Да, жаркое слово прозвучало, но получить приглашение – еще не значит его принять. Простившись с Гласснером, я задумалась по-настоящему. Целый год! Как же они без меня? Конечно, ужасно интересно все это… и вообще славно бы вернуться к активной деятельности… но одно дело – трехдневный симпозиум… а год…

Вернувшись в гостиницу, я обнаружила на стойке довольно толстый пакет, переданный госпоже *овой от господина доктора Гласснера. В пакете оказалась масса общей информации о фонде, его истории, программах, участниках и так далее; затем было описание барселонского института, тоже с историческими экскурсами; описание цикла, который ждали от меня; и, наконец, пачка форм, которые необходимо было заполнить участнику проекта. Я позвонила Гласснеру, поблагодарила за пакет и обещала сообщить свое решение «as soon as possible».
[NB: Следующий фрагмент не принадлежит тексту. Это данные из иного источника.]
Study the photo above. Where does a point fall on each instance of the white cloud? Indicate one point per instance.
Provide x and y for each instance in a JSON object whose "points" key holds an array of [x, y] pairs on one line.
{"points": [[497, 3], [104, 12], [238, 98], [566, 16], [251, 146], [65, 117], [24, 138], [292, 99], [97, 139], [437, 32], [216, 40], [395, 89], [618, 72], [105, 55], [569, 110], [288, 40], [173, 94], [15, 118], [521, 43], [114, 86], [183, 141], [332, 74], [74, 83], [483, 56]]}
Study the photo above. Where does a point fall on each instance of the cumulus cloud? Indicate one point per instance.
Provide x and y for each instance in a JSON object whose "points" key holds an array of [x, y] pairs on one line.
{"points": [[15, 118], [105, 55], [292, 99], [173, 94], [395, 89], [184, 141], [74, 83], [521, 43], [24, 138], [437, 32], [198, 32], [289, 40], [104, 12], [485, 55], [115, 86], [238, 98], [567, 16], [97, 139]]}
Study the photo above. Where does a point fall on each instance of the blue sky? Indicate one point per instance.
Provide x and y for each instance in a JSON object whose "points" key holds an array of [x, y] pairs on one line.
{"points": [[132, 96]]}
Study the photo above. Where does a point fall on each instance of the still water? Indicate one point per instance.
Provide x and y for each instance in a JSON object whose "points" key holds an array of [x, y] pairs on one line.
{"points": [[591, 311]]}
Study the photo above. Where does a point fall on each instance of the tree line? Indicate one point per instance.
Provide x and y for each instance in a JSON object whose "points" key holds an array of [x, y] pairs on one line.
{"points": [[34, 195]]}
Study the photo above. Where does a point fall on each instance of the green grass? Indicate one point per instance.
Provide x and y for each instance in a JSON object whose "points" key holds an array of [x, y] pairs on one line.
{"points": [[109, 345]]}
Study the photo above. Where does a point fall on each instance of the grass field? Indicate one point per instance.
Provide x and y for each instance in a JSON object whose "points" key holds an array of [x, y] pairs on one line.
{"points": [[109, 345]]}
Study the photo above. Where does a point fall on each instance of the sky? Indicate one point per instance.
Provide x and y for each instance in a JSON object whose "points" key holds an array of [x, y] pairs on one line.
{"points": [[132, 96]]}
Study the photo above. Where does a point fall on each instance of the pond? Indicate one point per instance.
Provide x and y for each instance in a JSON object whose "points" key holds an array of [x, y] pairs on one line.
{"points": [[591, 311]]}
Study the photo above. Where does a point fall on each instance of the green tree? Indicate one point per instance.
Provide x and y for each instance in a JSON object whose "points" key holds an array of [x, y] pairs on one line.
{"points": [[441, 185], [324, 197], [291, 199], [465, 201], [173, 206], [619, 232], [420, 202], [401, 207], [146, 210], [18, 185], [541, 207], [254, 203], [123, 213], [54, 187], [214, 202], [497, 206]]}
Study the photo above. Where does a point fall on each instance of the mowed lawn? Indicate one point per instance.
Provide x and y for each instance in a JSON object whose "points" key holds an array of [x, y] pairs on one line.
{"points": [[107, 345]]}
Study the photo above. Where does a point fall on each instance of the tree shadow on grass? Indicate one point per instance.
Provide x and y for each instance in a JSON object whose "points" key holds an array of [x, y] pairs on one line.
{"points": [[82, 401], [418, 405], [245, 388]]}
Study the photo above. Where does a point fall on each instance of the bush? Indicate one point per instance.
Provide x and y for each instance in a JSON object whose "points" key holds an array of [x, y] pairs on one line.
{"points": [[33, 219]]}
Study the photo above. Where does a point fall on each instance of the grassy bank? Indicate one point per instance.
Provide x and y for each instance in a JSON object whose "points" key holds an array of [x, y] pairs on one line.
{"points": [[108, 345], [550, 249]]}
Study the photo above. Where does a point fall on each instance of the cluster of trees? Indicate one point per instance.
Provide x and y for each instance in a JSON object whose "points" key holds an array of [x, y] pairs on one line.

Визит в банк был примечателен. Я вдруг поняла, что не знаю, как себя вести, и это случилось за десять секунд до встречи. У меня просто не было времени подумать об этом заранее. Ведь почти до самого отлета я думала, что буду не одна; меня больше занимал вопрос, как правильно построить с Владимиром Эдуардовичем отношения в поездке, нежели то, что будет после нее. Когда он объявил, что не едет, я полностью погрузилась в дела; я отправила Сашеньку к маме не перед вылетом, как было решено, а сразу же, освободив себе несколько оставшихся дней, и все равно они были сумасшедшими. В тени банковского босса я обошлась бы тремя костюмами – для доклада, для приема, для отдыха; это у меня было, я и не беспокоилась; кое-что, между нами, собиралась прикупить на месте; но когда на меня в одночасье свалилась чертова уйма представительских задач… в общем, ты понимаешь. Потому-то я и не привезла оттуда ничего – просто некогда было ходить по магазинам. Ты бы видела эти горы баулов в аэропорту, с которыми возвращались золотозубые госбанковские тетушки! В Москве тогда действительно нечего было купить, но я в своих дешевеньких дорожных шмотках и с одним-единственным чемоданом на колесиках выглядела среди них – клянусь! – как настоящая иностранка.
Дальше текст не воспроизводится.